Fullnoise: Will there be traditional after-sale support set up for the Stark Varg that consumers can walk into, take their bike back to for support and maintenance etc?

Cobb: Not to walk into, but for customer and dealer support yes, we are setting up offices in Australia and there will be a dedicated Aftersale section for both.

Fullnoise: What makes this company different from the previous pioneers in this area? ALTA (no longer) and Zero (pulled out of Australia and are really only an on-road option) for example have had similar attention and initial fanfare with sales only to disappear from the scene quickly. What is being put in place or worked on to ensure Stark remains a long-term manufacturer?

Cobb: Alta kinda proved that it is possible to build an electric motocross bike that can be competitive with gas bikes. I don’t think it was better…but they had a good powertrain and many saw the end goal was achievable. This is a performance-driven sport, whether you are an amateur or not, you want the power, the lower weight, the handling.

Right now, the competition is pretty low. It’s always good to have pressure and I wish we had more competition…but the reality is that we are the only real ‘serious’ electric manufacturer right now.
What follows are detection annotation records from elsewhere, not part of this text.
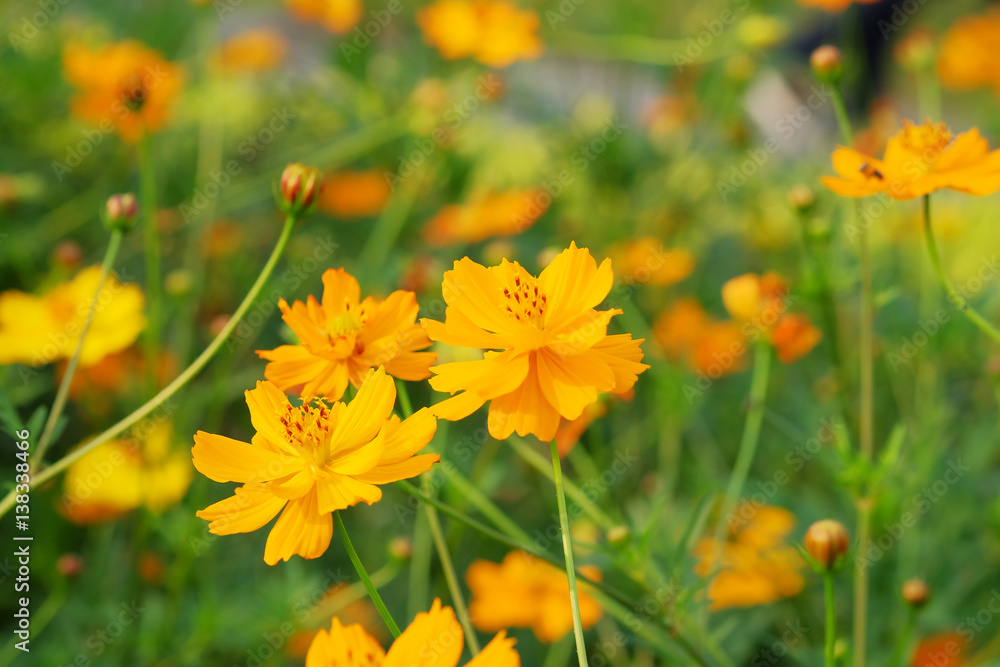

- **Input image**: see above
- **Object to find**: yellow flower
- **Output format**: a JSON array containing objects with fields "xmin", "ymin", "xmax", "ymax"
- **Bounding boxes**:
[
  {"xmin": 191, "ymin": 368, "xmax": 439, "ymax": 565},
  {"xmin": 306, "ymin": 593, "xmax": 520, "ymax": 667},
  {"xmin": 465, "ymin": 551, "xmax": 604, "ymax": 644},
  {"xmin": 820, "ymin": 121, "xmax": 1000, "ymax": 200},
  {"xmin": 422, "ymin": 243, "xmax": 649, "ymax": 441},
  {"xmin": 0, "ymin": 266, "xmax": 146, "ymax": 368},
  {"xmin": 257, "ymin": 269, "xmax": 437, "ymax": 401},
  {"xmin": 417, "ymin": 0, "xmax": 542, "ymax": 67},
  {"xmin": 58, "ymin": 422, "xmax": 191, "ymax": 524},
  {"xmin": 423, "ymin": 189, "xmax": 548, "ymax": 247},
  {"xmin": 63, "ymin": 41, "xmax": 184, "ymax": 143},
  {"xmin": 695, "ymin": 503, "xmax": 805, "ymax": 611}
]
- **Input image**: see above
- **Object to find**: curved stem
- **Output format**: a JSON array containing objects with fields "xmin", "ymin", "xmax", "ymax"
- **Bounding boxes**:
[
  {"xmin": 924, "ymin": 195, "xmax": 1000, "ymax": 343},
  {"xmin": 0, "ymin": 216, "xmax": 297, "ymax": 516},
  {"xmin": 28, "ymin": 229, "xmax": 122, "ymax": 476},
  {"xmin": 549, "ymin": 438, "xmax": 587, "ymax": 667},
  {"xmin": 333, "ymin": 512, "xmax": 399, "ymax": 637}
]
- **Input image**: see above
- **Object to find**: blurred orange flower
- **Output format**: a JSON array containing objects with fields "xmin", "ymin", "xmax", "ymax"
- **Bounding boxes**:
[
  {"xmin": 820, "ymin": 120, "xmax": 1000, "ymax": 200},
  {"xmin": 57, "ymin": 422, "xmax": 191, "ymax": 524},
  {"xmin": 465, "ymin": 551, "xmax": 604, "ymax": 644},
  {"xmin": 191, "ymin": 368, "xmax": 440, "ymax": 565},
  {"xmin": 216, "ymin": 28, "xmax": 288, "ymax": 73},
  {"xmin": 694, "ymin": 502, "xmax": 805, "ymax": 611},
  {"xmin": 257, "ymin": 269, "xmax": 437, "ymax": 401},
  {"xmin": 306, "ymin": 599, "xmax": 521, "ymax": 667},
  {"xmin": 937, "ymin": 9, "xmax": 1000, "ymax": 95},
  {"xmin": 63, "ymin": 41, "xmax": 184, "ymax": 143},
  {"xmin": 417, "ymin": 0, "xmax": 543, "ymax": 67},
  {"xmin": 423, "ymin": 189, "xmax": 551, "ymax": 247},
  {"xmin": 421, "ymin": 243, "xmax": 649, "ymax": 442},
  {"xmin": 285, "ymin": 0, "xmax": 365, "ymax": 35},
  {"xmin": 0, "ymin": 266, "xmax": 146, "ymax": 368},
  {"xmin": 319, "ymin": 169, "xmax": 392, "ymax": 218}
]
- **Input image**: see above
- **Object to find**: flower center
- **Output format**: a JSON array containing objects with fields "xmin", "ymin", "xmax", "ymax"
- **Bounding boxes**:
[{"xmin": 503, "ymin": 276, "xmax": 547, "ymax": 327}]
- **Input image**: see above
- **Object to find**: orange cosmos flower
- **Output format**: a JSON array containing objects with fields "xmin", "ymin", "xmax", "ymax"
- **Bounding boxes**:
[
  {"xmin": 423, "ymin": 189, "xmax": 552, "ymax": 247},
  {"xmin": 257, "ymin": 269, "xmax": 437, "ymax": 401},
  {"xmin": 465, "ymin": 551, "xmax": 604, "ymax": 644},
  {"xmin": 319, "ymin": 169, "xmax": 392, "ymax": 218},
  {"xmin": 191, "ymin": 368, "xmax": 440, "ymax": 565},
  {"xmin": 937, "ymin": 10, "xmax": 1000, "ymax": 94},
  {"xmin": 285, "ymin": 0, "xmax": 365, "ymax": 35},
  {"xmin": 417, "ymin": 0, "xmax": 542, "ymax": 67},
  {"xmin": 306, "ymin": 592, "xmax": 520, "ymax": 667},
  {"xmin": 0, "ymin": 266, "xmax": 146, "ymax": 368},
  {"xmin": 422, "ymin": 243, "xmax": 649, "ymax": 441},
  {"xmin": 63, "ymin": 41, "xmax": 184, "ymax": 143},
  {"xmin": 820, "ymin": 120, "xmax": 1000, "ymax": 200},
  {"xmin": 694, "ymin": 503, "xmax": 805, "ymax": 611}
]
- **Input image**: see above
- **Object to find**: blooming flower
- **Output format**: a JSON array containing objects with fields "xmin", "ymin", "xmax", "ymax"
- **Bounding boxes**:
[
  {"xmin": 422, "ymin": 243, "xmax": 649, "ymax": 441},
  {"xmin": 820, "ymin": 120, "xmax": 1000, "ymax": 200},
  {"xmin": 417, "ymin": 0, "xmax": 542, "ymax": 67},
  {"xmin": 694, "ymin": 503, "xmax": 805, "ymax": 611},
  {"xmin": 63, "ymin": 41, "xmax": 184, "ymax": 143},
  {"xmin": 306, "ymin": 593, "xmax": 520, "ymax": 667},
  {"xmin": 191, "ymin": 368, "xmax": 439, "ymax": 565},
  {"xmin": 58, "ymin": 422, "xmax": 191, "ymax": 524},
  {"xmin": 465, "ymin": 551, "xmax": 604, "ymax": 644},
  {"xmin": 0, "ymin": 266, "xmax": 146, "ymax": 368},
  {"xmin": 257, "ymin": 269, "xmax": 437, "ymax": 400},
  {"xmin": 423, "ymin": 189, "xmax": 548, "ymax": 247}
]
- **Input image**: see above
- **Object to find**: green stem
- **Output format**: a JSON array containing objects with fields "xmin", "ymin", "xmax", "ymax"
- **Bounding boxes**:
[
  {"xmin": 139, "ymin": 130, "xmax": 163, "ymax": 393},
  {"xmin": 549, "ymin": 438, "xmax": 587, "ymax": 667},
  {"xmin": 333, "ymin": 512, "xmax": 399, "ymax": 637},
  {"xmin": 0, "ymin": 216, "xmax": 297, "ymax": 516},
  {"xmin": 823, "ymin": 572, "xmax": 837, "ymax": 667},
  {"xmin": 924, "ymin": 195, "xmax": 1000, "ymax": 343},
  {"xmin": 28, "ymin": 229, "xmax": 122, "ymax": 477}
]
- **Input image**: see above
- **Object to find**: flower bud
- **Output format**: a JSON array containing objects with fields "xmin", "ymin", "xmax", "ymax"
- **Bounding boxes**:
[
  {"xmin": 278, "ymin": 162, "xmax": 323, "ymax": 217},
  {"xmin": 903, "ymin": 579, "xmax": 931, "ymax": 609},
  {"xmin": 104, "ymin": 192, "xmax": 139, "ymax": 232},
  {"xmin": 805, "ymin": 519, "xmax": 851, "ymax": 570},
  {"xmin": 809, "ymin": 44, "xmax": 844, "ymax": 83}
]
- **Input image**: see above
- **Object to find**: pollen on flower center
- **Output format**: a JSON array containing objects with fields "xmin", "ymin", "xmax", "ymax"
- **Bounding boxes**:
[{"xmin": 503, "ymin": 276, "xmax": 547, "ymax": 326}]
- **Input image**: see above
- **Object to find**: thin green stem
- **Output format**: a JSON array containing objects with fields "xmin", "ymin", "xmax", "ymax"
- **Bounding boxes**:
[
  {"xmin": 924, "ymin": 195, "xmax": 1000, "ymax": 343},
  {"xmin": 28, "ymin": 229, "xmax": 122, "ymax": 476},
  {"xmin": 333, "ymin": 512, "xmax": 399, "ymax": 637},
  {"xmin": 0, "ymin": 216, "xmax": 296, "ymax": 516},
  {"xmin": 549, "ymin": 438, "xmax": 587, "ymax": 667},
  {"xmin": 424, "ymin": 505, "xmax": 480, "ymax": 657},
  {"xmin": 138, "ymin": 130, "xmax": 163, "ymax": 393},
  {"xmin": 823, "ymin": 572, "xmax": 837, "ymax": 667}
]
I mean, there are other players but none of them are close to the level of technology. For us, the closest benchmark would be the car industry and they are very far ahead.

Fullnoise: On the Bike specifically.
What maintenance is involved? With traditional bikes, you have brake fluid and pads, suspension oils, air filters, engine oils, chains, sprockets etc. All things a lot of people will do themselves. Some will seek out dealerships or small maintenance shops etc for support in these. What will the Stark Varg be like in this aspect or will it be a regular return to the dealership for servicing set up due to the electric components?

Cobb: As we say on the website, Zero emissions, no filters and a simple level of care. The VARG requires less maintenance than a bicycle. Cheaper & less time wasted in the garage: No gas, fewer spare parts, less time wasted servicing your bike, more time to ride.

It has a similar level to a bicycle, Chains, sprockets, brake pads, etc will need to be changed but that is about it, all general wear and tear… The motor only needs a change of oil every 1000hours with 1 deciliter…

Fullnoise: There has been a lot of talk about battery life on the Stark Varg. Are we finally at a point where this bike can replace a traditional Motocross bike if you are going to a local club motocross event (3-4 times on track for 10-20mins a time)? Personally, my kid’s ride pee wee’s and some of their friends have the KTM SX E5 and they are regularly sitting in the pits at lunch with a generator running to recharge them for the afternoon moto’s. Something I feel defeats the purpose of the electric bike from pollution, noise and ease of use.

Cobb: Battery life in intense conditions is similar to a full tank on a 450. I don´t know a lot of people that ride an entire tank full on a 450…

You mention generators, they are obviously a short-term solution for sure… We built the battery to hold a race length or a large part of the training session for a rider, you will tire out before the battery does.

You can easily charge it during breaks with the charger that is supplied and we are developing a fast charger that will charge in under 50min. Normal power lines are located near or on tracks, so electricity isn´t a fundamental problem.

Fullnoise: What’s the first chance that the Australian Market will get to see a Stark Varg in the Flesh? Will you be at something like the Australian Motorcycle Expo (if it’s back post-Covid) or maybe on display at the AusX Open Supercross later this year?

Cobb: At the earliest, we are looking at September when the bikes are rolling off the line.